10 ways to improve your digestion
The following suggestions are very simple, but surprisingly effective for many clients at improving their symptoms of digestive distress.
- Try a cup of hot water or ginger tea (just chop up fresh ginger and steep in hot water) before meals to stimulate digestion.
- Apple cider vinegar also works – take 1tsp before a meal in a bit of water or as part of a salad.
- Eat bitter greens as a starter to stimulate your digestion- these are green, leafy vegetables like spinach, rocket, watercress, kale, broccoli rabe, cabbage, collard greens
- Try a few cubes of pineapple or papaya before a meal. These contain enzymes that can boost your digestion. You might also consider taking a natural digestive enzyme supplement from a health food store to support your body’s natural digestion process.
- Think about your food before eating it – the thought and smell kickstarts the digestive process so that stomach acid and digestive enzymes are produced, which help break down your food.
- Make sure you’re chewing properly so your digestive tract has an easier time breaking down your food. Digestion starts in your mouth as soon as you start to chew your food. Chewing signals your salivary glands to start producing saliva, which contains enzymes that help you break down food. If you had to spit out the mouthful, no one should be able to tell what you’ve been eating.

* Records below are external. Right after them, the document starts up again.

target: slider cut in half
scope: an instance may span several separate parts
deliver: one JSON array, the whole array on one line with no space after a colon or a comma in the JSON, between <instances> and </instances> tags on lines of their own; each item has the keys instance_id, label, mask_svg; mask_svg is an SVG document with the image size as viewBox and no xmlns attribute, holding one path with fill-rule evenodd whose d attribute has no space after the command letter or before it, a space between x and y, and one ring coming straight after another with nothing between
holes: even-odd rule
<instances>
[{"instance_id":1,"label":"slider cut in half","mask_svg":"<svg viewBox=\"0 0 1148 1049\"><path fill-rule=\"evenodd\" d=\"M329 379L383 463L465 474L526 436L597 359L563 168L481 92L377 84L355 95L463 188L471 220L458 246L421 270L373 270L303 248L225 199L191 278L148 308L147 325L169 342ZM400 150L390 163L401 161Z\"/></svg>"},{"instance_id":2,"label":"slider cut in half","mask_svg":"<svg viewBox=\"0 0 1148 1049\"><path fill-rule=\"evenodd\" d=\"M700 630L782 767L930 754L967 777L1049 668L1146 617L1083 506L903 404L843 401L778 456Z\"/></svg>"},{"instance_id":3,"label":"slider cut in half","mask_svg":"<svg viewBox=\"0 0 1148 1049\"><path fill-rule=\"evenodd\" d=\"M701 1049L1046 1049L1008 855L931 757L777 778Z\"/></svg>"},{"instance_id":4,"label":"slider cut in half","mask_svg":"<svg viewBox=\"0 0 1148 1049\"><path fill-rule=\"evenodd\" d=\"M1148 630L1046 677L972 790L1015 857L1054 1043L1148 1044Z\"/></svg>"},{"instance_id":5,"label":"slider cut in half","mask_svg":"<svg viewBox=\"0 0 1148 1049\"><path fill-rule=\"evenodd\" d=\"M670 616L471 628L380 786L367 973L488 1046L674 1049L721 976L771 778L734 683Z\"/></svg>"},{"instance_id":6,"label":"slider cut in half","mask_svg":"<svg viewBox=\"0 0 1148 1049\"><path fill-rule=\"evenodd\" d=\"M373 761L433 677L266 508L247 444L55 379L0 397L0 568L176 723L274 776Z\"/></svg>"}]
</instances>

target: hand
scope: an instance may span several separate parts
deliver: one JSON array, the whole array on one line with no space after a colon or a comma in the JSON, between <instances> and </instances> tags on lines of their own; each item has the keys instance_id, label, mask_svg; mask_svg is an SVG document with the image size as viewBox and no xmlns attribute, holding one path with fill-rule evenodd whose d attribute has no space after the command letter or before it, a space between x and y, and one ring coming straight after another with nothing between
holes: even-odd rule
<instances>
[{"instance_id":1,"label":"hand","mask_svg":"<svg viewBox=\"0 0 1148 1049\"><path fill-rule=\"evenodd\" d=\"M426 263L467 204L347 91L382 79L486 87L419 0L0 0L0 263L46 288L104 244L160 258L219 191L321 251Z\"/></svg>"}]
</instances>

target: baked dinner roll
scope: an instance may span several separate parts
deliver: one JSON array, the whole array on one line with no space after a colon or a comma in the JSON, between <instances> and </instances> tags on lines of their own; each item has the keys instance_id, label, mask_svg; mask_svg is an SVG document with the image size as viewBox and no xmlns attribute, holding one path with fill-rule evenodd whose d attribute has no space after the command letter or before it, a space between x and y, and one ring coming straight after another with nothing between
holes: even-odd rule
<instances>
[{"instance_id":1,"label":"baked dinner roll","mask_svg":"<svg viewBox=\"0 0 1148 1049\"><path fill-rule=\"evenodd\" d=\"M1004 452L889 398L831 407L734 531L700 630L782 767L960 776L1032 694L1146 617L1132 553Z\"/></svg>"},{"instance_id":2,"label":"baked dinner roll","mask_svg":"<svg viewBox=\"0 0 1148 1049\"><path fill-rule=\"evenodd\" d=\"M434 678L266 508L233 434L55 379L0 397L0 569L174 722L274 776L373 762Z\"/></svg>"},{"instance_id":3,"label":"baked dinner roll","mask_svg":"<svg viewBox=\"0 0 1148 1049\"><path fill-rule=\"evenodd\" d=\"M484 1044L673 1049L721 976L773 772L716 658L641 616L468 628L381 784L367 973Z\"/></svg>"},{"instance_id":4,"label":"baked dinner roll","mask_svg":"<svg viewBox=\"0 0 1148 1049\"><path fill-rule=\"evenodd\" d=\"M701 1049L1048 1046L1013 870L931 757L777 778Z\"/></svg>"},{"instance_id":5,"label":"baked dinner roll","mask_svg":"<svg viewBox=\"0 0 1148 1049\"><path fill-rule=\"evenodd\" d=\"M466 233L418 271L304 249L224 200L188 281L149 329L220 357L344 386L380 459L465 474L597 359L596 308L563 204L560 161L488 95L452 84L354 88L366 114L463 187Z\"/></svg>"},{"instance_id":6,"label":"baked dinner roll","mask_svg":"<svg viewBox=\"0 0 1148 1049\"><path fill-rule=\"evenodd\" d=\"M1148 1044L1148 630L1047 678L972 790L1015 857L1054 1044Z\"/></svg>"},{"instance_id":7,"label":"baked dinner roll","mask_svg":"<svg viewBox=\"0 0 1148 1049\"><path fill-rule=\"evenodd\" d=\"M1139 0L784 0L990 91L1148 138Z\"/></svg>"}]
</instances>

- Take a 15-minute walk after eating if you can. This lowers blood sugar levels and gets your digestive system moving (see, your granny was right).
- Eat at your desk at work. Getting up and out is important for so many reasons. But in this case, checking emails while you are also eating may make you wolf down your food and/ or not chew properly. Neither are good for your digestive health.
- Try to eat on the go or when you’re stressed out. You won’t digest your food properly or absorb the nutrients. This is the quickest way to get heartburn and bloating.
- Don’t eat fruit aftera meal. Fruit likes a quick passage through the digestive system. It can get stuck behind other foods that are digested more slowly and then ferment, causing gas.
- Although there isn’t much scientific evidence yet for this, many people find that drinking too much water or other fluids with their meal slows down digestion. This is because the extra fluid is thought to dilute stomach acid which is needed to break down food properly. The best thing is try and see if it helps you or not.